Honestly it amazes me how fast some people play. We had one set of characters for the full run of 4e and we are still on our first set for 5e. There is no fear of my group running out of classes to play (they almost always play fighters anyway) ;)
on average we do 1 campaign per real year (between 9-15 months) but we have 3 1/2 running right now (1 weekly 2 2 on 2off alternating and 1 almost never but in theory 1/month) so over 8 years I would say 16-20 campaigns and a few short adventures... even saying I DM half (and I think that is about right) that would still be 8-10 characters.
 

dave2008

Legend
on average we do 1 campaign per real year (between 9-15 months) but we have 3 1/2 running right now (1 weekly 2 2 on 2off alternating and 1 almost never but in theory 1/month) so over 8 years I would say 16-20 campaigns and a few short adventures... even saying I DM half (and I think that is about right) that would still be 8-10 characters.
Yep, that type of production amazes me. I can't imagine it as a DM. The old player in me has wonder how you get to know your characters if you only have them for a year or so? IME it takes a lot of time to discover what makes a character tick and to build storylines. As a DM I can't imagine accomplish that with 4-6 PCs in a year. Of course I realize everyone plays differently, but it really is foreign to me!
 

Micah Sweet

Level Up & OSR Enthusiast
Well we are still on our first characters from the start of 5e and were are only at lvl 15 (though on an extend Covid hiatus). So we haven't gotten tired of our fighters and rogues yet!

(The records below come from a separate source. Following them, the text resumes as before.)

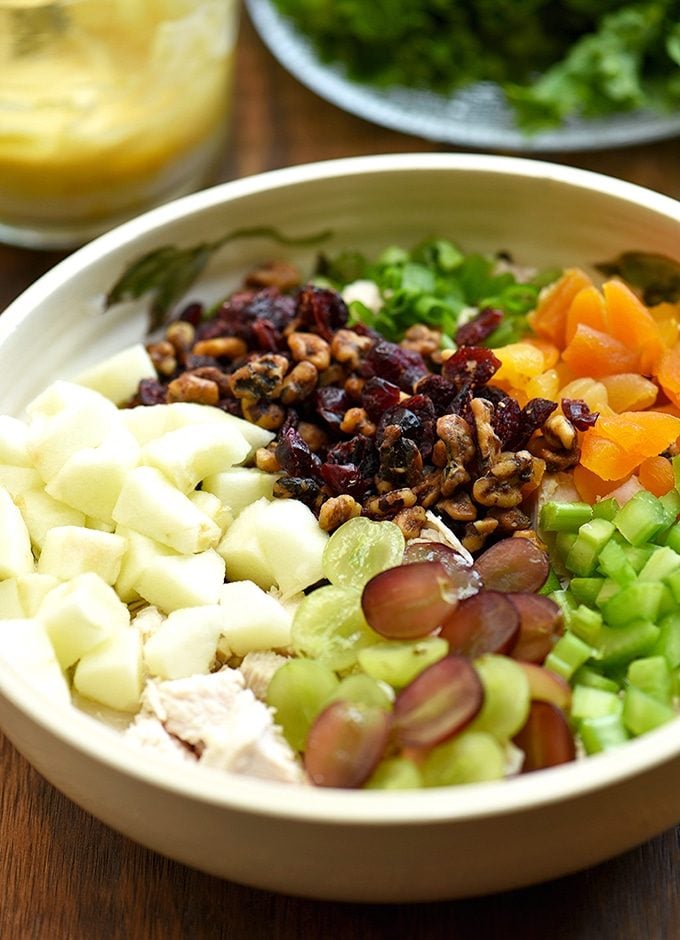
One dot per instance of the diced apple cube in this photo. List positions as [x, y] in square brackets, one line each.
[171, 582]
[293, 544]
[238, 487]
[33, 588]
[254, 620]
[150, 504]
[185, 643]
[25, 646]
[241, 549]
[189, 454]
[14, 442]
[80, 614]
[41, 512]
[63, 421]
[17, 480]
[213, 507]
[92, 478]
[112, 673]
[16, 556]
[71, 550]
[118, 377]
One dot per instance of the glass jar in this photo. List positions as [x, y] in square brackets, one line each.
[107, 108]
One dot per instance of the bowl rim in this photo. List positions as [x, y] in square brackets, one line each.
[230, 792]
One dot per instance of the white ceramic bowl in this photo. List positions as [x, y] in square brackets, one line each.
[373, 846]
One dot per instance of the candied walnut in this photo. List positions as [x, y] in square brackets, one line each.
[488, 441]
[313, 436]
[163, 356]
[349, 348]
[261, 377]
[389, 504]
[336, 510]
[190, 387]
[476, 533]
[310, 347]
[221, 347]
[265, 459]
[265, 414]
[280, 274]
[459, 508]
[454, 432]
[429, 488]
[299, 383]
[422, 339]
[356, 421]
[411, 521]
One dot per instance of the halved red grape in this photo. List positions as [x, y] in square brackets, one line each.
[346, 743]
[439, 703]
[463, 579]
[408, 601]
[547, 686]
[540, 623]
[513, 565]
[484, 623]
[546, 738]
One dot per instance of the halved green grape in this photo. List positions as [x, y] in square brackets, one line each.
[298, 691]
[329, 626]
[360, 549]
[362, 688]
[507, 696]
[398, 662]
[395, 773]
[470, 757]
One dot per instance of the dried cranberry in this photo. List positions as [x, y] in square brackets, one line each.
[331, 404]
[578, 412]
[478, 329]
[295, 457]
[377, 395]
[471, 366]
[402, 367]
[322, 310]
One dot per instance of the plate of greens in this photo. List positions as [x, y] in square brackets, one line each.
[530, 76]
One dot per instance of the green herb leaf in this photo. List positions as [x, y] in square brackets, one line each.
[166, 273]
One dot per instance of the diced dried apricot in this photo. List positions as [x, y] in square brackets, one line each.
[587, 307]
[629, 321]
[629, 391]
[656, 475]
[594, 353]
[549, 319]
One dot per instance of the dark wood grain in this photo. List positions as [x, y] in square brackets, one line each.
[65, 875]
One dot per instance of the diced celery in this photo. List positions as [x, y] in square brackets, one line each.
[641, 518]
[585, 590]
[586, 623]
[609, 589]
[668, 642]
[652, 675]
[642, 712]
[588, 702]
[590, 677]
[661, 563]
[605, 509]
[565, 517]
[602, 733]
[639, 601]
[614, 563]
[619, 645]
[552, 583]
[567, 655]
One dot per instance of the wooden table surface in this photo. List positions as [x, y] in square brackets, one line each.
[65, 875]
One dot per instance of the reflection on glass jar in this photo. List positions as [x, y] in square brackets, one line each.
[107, 109]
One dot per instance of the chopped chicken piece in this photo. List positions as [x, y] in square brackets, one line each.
[258, 667]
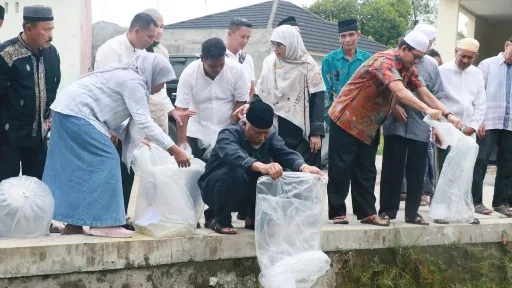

Honestly it amazes me how fast some people play. We had one set of characters for the full run of 4e and we are still on our first set for 5e. There is no fear of my group running out of classes to play (they almost always play fighters anyway) ;)
Is PC death off the table in your games? That might be part of the reason.
 

Bill Zebub

“It’s probably Matt Mercer’s fault.”
Because if those classes are there to be chosen and other players at the table choose them, you end up stuck playing in a much more magic-first game and party even though you yourself chose to go with a non-magical character.

Same goes for if they multi-class; if magic-using classes are seen as (or worse, outright are) better and-or more optimal and the option to play them is there, players will naturally gravitate toward that option even with what would otherwise be a non-magical character, just to keep up. Meanwhile your own preference gets squashed.

Seems to me that’s a problem with how one chooses the people they game with, not the game itself.